August 22, 2018 Faith Matters

Saudi Arabia: Public prosecutor seeks death penalty for rights activists

Saudi Arabia’s public prosecutor is seeking the death penalty against five human rights activists from the kingdom’s Eastern Province currently on trial in a secretive terrorism court, groups including Human Rights Watch (HRW) said.

Among the detainees is Israa al-Ghomgham, whom Saudi activists said was the first woman to possibly face the death penalty for rights-related work. Charges against her include incitement to protest and providing moral support to rioters.

“Any execution is appalling, but seeking the death penalty for activists like Israa al-Ghomgham, who are not even accused of violent behaviour, is monstrous,” Sarah Leah Whitson, Middle East director at HRW, said in a statement on Wednesday.

ALQST, a London-based Saudi rights group, reported the decision involving Ghomgham’s case earlier this week.

A government communications office did not immediately respond to a request for comment.

Activists said the trial was ongoing, and denied social media reports that the detainees had already been executed.

Saudi Arabia, an absolute monarchy where public protests and political parties are banned, has enacted some high-profile social and economic reforms in recent years under powerful young Crown Prince Mohammed bin Salman.

They have, however, been accompanied by a crackdown on dissent, with dozens of clerics, intellectuals and activists arrested in the past year, including women who had campaigned for the right to drive in the deeply conservative Muslim country.

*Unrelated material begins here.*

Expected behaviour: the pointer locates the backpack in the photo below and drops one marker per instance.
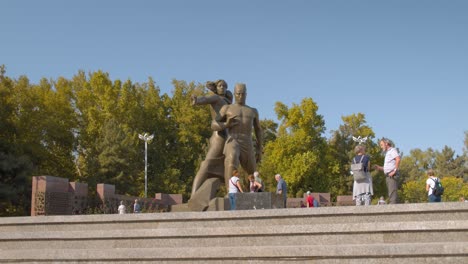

A roundup of senior royals, ministers and businessmen last November on charges of corruption sent shockwaves through the kingdom, stunning allies and foreign investors. Most of those detainees were released after reaching undisclosed financial settlements with the government.

Ghomgham is a prominent Shi’ite Muslim activist who documented mass demonstrations in the Eastern Province starting in 2011. She was arrested from her home in December 2015 along with her husband.

Most of the country’s Shi’ite minority lives in the oil-producing Eastern Province and some have complained that their religious ceremonies are banned or interfered with by Sunni authorities, and that they lack opportunities for work and education. The government has denied the charges.

Saudi Arabia has previously executed Shi’ite activists on what rights groups called politically-motivated charges. It views protests among Shi’ites in the context of tensions with Shi’ite power and regional rival Iran, which it has accused of fomenting the unrest.

The authorities have carried out security operations against suspected Shi’ite militants in the Eastern Province, which has seen unrest and occasional armed attacks for years.